#haji2022#zamzam

Menag Lobi Minta Tambahan Jatah Air Zamzam Haji Indonesia

( kata)
Menag Lobi Minta Tambahan Jatah Air Zamzam Haji Indonesia
Menag Yaqut Cholil Qoumas, di Kompleks Masjidil Haram, Makkah, Minggu, 17 Juli 2022. (Foto:Lampost.co/Sobih AW Adnan)


Makkah (Lampost.co) -- Menteri Agama (Menag) Yaqut Cholil Qoumas akan mengupayakan penambahan jatah air zamzam bagi jemaah haji di tahun mendatang.

“Kita akan perjuangkan. Saya sudah komunikasi dengan berbagai pihak. Terutama dengan Menteri Haji dan Umrah Arab Saudi,” kata Menag, usai mengecek aktivitas jemaah haji di Masjidil Haram, Makkah, Minggu, 17 Juli 2022.

Usai rangkaian haji, Menag Yaqut mengaku akan kembali ke Arab Saudi untuk membahas sejumlah usulan Indonesia. Termasuk soal jatah air zamzam bagi jemaah haji Indonesia.

“Mengapa jemaah memaksa bawa zamzam masuk ke dalam koper? Karena lima liter per orang itu terlalu sedikit," tegas dia.

Gus Yaqut menegaskan, jemaah Indonesia tidak bisa disamakan dengan rombongan haji negara lain karena memiliki perbedaan dalam sosial dan tradisi.

"Sistem dan tradisi kekeluargaan di Indonesia sangat luas. Maka membawa zamzam sebagai oleh-oleh paling khas saat berhaji sebatas lima liter masih jauh dari kata cukup," ujar dia.

Pantau Aktivitas

Menag dan rombongan mendatangi Masjidil Haram dan meminta agar para jemaah mengurangi aktivitas ibadah sunahnya jelang kepulangan ke Tanah Air.

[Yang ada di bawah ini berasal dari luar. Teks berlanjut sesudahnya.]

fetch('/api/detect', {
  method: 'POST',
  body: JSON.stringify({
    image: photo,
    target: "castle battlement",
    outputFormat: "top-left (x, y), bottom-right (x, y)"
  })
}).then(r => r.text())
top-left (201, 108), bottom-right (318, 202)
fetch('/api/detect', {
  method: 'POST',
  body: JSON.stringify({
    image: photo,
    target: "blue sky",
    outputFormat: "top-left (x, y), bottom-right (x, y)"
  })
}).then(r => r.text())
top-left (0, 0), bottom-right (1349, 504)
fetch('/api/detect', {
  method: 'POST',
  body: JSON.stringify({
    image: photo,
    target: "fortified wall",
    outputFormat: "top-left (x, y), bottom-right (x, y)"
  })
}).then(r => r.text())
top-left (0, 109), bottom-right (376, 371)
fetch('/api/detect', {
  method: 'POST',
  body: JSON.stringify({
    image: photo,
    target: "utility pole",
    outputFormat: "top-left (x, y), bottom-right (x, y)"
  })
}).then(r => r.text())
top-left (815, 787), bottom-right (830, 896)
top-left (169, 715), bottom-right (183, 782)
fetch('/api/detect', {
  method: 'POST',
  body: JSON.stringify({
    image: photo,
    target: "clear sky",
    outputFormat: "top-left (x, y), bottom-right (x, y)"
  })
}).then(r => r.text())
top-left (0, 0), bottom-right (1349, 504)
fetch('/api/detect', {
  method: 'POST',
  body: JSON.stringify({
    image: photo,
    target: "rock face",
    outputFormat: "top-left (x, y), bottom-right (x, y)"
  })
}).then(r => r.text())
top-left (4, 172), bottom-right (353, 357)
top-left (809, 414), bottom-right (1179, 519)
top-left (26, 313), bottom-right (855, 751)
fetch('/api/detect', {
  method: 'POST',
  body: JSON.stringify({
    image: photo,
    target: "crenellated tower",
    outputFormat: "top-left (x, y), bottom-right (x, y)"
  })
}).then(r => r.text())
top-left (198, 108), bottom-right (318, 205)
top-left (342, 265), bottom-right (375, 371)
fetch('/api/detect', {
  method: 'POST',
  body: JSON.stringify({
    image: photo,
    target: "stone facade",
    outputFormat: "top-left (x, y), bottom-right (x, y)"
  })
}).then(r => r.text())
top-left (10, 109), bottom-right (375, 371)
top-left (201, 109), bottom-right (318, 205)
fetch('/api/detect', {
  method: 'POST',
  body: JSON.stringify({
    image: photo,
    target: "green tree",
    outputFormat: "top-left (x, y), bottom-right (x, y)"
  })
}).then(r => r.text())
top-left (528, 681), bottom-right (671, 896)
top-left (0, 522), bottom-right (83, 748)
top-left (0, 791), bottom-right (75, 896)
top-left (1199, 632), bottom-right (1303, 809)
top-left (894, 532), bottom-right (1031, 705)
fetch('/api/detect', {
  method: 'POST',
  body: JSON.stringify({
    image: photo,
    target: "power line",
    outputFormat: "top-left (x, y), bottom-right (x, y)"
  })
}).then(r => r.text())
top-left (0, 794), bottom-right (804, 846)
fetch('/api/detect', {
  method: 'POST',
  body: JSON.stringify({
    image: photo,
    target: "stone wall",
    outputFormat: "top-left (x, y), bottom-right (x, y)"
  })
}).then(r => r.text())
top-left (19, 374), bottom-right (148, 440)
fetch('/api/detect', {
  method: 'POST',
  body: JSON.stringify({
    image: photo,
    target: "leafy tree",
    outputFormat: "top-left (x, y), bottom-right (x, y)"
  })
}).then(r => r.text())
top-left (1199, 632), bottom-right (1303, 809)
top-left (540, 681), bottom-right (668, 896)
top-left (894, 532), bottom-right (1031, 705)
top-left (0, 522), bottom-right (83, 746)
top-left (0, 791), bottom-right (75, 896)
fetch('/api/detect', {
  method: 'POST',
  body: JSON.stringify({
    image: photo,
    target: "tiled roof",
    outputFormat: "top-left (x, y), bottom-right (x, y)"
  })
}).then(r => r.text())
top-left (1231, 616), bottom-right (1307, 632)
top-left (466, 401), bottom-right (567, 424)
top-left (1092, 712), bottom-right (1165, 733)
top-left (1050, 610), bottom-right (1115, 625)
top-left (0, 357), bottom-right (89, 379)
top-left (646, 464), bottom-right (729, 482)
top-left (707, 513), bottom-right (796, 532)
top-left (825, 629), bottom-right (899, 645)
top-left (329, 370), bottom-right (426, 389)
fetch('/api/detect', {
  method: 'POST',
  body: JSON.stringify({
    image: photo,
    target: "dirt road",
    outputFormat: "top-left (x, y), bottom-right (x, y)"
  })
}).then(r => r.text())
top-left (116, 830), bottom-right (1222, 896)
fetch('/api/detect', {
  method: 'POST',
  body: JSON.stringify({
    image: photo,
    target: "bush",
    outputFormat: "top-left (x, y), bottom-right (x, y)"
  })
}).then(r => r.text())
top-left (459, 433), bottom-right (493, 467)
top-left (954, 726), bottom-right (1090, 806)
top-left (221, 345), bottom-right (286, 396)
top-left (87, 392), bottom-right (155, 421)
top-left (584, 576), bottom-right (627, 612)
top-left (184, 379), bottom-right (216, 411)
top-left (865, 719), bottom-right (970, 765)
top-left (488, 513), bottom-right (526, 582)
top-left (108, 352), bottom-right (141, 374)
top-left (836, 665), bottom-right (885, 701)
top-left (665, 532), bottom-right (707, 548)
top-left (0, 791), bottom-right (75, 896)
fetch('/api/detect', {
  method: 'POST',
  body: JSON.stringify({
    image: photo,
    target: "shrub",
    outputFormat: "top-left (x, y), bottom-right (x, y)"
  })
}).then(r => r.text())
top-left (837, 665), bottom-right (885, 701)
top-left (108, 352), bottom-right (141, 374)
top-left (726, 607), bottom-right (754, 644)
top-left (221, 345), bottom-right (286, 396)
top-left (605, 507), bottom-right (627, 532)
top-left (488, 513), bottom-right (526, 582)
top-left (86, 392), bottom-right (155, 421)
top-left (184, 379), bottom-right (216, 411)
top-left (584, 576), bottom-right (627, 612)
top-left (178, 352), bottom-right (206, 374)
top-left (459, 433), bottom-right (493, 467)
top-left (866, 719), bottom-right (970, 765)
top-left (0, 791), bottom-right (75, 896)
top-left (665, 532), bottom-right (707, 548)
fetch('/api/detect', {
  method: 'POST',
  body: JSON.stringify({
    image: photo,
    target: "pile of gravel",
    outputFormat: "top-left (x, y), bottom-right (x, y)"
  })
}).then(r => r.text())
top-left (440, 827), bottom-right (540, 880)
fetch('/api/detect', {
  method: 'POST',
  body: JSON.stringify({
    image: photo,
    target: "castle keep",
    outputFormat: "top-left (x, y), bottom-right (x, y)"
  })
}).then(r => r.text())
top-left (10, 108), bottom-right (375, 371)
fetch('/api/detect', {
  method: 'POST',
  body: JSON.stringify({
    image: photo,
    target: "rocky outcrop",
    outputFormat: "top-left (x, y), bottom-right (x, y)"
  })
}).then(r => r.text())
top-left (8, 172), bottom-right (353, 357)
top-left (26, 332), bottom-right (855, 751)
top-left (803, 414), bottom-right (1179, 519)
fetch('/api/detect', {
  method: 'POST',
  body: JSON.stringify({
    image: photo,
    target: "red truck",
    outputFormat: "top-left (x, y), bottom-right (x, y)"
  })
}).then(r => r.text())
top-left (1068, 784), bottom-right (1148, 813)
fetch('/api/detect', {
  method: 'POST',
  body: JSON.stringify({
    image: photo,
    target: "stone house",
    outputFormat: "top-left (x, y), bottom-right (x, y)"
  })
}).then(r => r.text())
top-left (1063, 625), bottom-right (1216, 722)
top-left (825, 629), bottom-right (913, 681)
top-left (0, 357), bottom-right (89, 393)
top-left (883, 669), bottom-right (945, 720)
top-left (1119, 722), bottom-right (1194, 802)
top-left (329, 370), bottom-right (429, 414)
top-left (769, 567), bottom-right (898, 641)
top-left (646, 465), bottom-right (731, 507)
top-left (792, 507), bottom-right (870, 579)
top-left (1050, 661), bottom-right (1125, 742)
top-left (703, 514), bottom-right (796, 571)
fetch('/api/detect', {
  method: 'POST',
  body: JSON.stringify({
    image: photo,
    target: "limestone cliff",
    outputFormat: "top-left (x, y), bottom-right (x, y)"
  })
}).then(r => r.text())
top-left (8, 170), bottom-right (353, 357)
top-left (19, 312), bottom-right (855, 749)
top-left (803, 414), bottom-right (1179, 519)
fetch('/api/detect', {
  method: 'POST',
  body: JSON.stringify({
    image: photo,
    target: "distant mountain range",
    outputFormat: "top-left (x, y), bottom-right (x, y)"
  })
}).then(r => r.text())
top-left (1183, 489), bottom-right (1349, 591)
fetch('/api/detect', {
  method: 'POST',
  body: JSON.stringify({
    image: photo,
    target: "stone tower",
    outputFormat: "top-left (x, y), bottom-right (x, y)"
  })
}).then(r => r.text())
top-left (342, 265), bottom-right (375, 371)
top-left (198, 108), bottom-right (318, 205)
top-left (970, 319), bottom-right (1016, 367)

Menag mengatakan, kondisi kesehatan jemaah harus terus terjaga selama proses pemulangan hingga tiba di Indonesia.

“Jelang kepulangan adalah waktu yang cukup krusi. Baik jemaah maupun petugas harus menjaga staminanya,” kata Menag usai berkeliling Masjidil Haram, Minggu, 17 Juli 2022.

Pengecekan jemaah dilakukan pada Sabtu, 16 Juli 2022 sekitar pukul 21.30 WAS. Menag dan rombongan baru meninggalkan Masjidil Haram pada Minggu, 17 Juli 2022, pukul 01.30 WAS, dini hari.

“Saya memang pengin melihat, ternyata sampai setengah dua (01.30 WAS), masih banyak jemaah yang ke masjid baik untuk tawaf atau sekadar iktikaf maupun melanjutkan umrah,” kata dia.

“Kita tidak ingin jemaah ini kehilangan energinya, karena kemarin saya melihat statistik itu ada jemaah empat yang wafat setelah prosesi puncak haji di Arafah, Muzdalifah, dan Mina. Angka jemaah yang wafat pun cenderung naik," sambung Gus Yaqut.

Dia mengungkapkan, jemaah yang wafat mayoritas disebabkan kardiovaskular yang dipicu kelelahan berlebihan.

"Saya juga sudah meminta Kelompok Bimbingan Ibadah Haji dan Umrah (KBIHU) untuk mengurangi program dan aktivitas jemaah jelang kepulangan," kata dia.